We found a relatively comfy spot on the roof to watch the fire engines in Little Bourke Street. The warmth of the summer night was pleasant. Gary's pale skin winked orange-and-grey with the reflected light of flames and emergency vehicles.
Gary's shoulders were hunched unhappily and he looked troubled. Taking a leaf out of his book, perhaps it was time to tackle issues chronologically. I bunched up closer to him and rested my head on his shoulder, keeping my eyes on the lights.
"This errand you have to do for Mundy" - I felt his muscles tense - "do you really have to do it?"
"You heard Mundy."
"Do you have to do everything he says?"
"Not everything. But this I do."
"What is it you have to do?"
No answer.
"Where do you have to go?"
"Ballarat. Figured I'd go tomorrow."
"Ballarat? That's pretty far afield for someone who never goes out of Melbourne. Do you reckon you can find your way?"

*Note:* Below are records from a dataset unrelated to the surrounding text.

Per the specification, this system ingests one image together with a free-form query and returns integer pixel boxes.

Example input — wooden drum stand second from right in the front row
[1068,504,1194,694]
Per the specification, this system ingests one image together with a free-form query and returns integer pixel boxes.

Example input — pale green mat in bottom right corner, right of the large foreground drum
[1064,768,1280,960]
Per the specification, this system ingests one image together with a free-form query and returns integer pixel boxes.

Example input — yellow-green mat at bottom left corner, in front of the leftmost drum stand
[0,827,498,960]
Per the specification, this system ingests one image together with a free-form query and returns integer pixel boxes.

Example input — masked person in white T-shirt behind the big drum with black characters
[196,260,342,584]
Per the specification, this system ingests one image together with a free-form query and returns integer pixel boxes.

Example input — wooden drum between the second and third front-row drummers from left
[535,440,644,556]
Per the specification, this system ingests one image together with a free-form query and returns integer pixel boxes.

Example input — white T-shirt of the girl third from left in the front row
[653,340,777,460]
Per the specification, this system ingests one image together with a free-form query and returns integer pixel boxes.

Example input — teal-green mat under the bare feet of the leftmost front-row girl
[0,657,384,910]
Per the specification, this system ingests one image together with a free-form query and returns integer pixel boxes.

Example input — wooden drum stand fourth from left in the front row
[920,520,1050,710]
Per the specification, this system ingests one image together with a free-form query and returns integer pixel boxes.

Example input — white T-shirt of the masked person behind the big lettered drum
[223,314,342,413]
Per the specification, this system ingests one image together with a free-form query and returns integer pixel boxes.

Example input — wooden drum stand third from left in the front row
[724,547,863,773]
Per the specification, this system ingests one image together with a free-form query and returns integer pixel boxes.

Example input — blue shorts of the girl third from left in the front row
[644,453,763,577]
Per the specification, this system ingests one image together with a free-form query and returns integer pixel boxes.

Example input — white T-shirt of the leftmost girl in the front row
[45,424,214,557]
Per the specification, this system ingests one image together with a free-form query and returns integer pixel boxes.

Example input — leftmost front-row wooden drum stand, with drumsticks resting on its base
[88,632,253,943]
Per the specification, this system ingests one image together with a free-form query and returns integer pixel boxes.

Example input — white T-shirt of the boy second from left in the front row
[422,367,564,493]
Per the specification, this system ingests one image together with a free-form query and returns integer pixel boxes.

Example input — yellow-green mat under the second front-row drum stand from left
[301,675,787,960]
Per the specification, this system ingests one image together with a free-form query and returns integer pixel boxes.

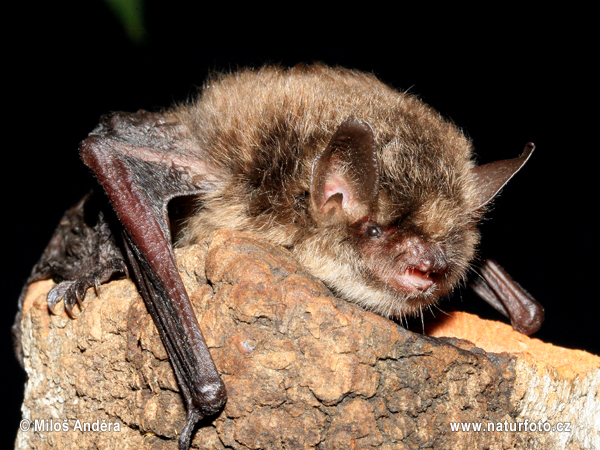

I'd meant it jokingly - Ballarat's a big regional town, only a few hours north, so it's hard to miss, and surely anyone can read a train timetable and follow a map - but it elicited a startled response from Gary.
"Cripes, I hope so."
"Would you like me to come with you? It's Saturday, I'm rostered off work this weekend and Kate's away with Oscar. I can keep you company on the trip."
Gary was unsuccessful
at repressing a hopeful look. "You don't need to help. You can go visit the local library or the museum while I, um, get on with it."
"Didn't Mundy say the guy's name was Alberto? You've mentioned him before haven't you?"
"Have I?" The innocent tone was unconvincing.
"He's the one you said lives in Sovereign Hill, reliving the gold rush years and trying to pretend the awful 20th century never happened.
Gary murmured an unhappy acknowledgement that this was, indeed, the guy.
"I wouldn't mind visiting Sovereign Hill, since we're going to Ballarat. I haven't been there since I was studying Australian history at school. I can pan for gold while you do whatever it is. I'll stay out of your way," I assured him as his troubled frown deepened. That seemed to satisfy him. "Why don't you bunk over at my place tonight?" I offered, "You can watch TV to kill time until we have to catch the train."
"Thanks."
"Are you sure you don't want to tell me what's going on?"
"I'm sure."
"Okay."
It wasn't, but I let it ride. Below us, fire trucks had dowsed the burning building and burly men clad in yellow jackets were poking at the entrance. I wondered how long it would be before they went inside and found Jack's body. Or Mundy's hand and Thomas's heart - if those hadn't already burned to unrecognisable ash.
I rested my head on Gary's shoulder again. "How did you go with Hamish?"
"Good. Got him through a window into the bathroom of a bar. I belted on the door until I heard someone coming, then left."
"Was he still conscious?"
"Yeah. He kept giving me funny looks."
You just saved his life by licking his neck. I'll bet his looks weren't half as funny as his actual thoughts.
"He's had a weird night," I said.
Another moment of silence and then Gary said: "Thanks. For your help."
I sighed.
"Are you all right?" he asked.
"Do I look all right?" A bit of snark leaked out.
"Um. Yeah. Pretty much. Your breathing's more regular. Your heartbeat's a little fast but it's not racing any more."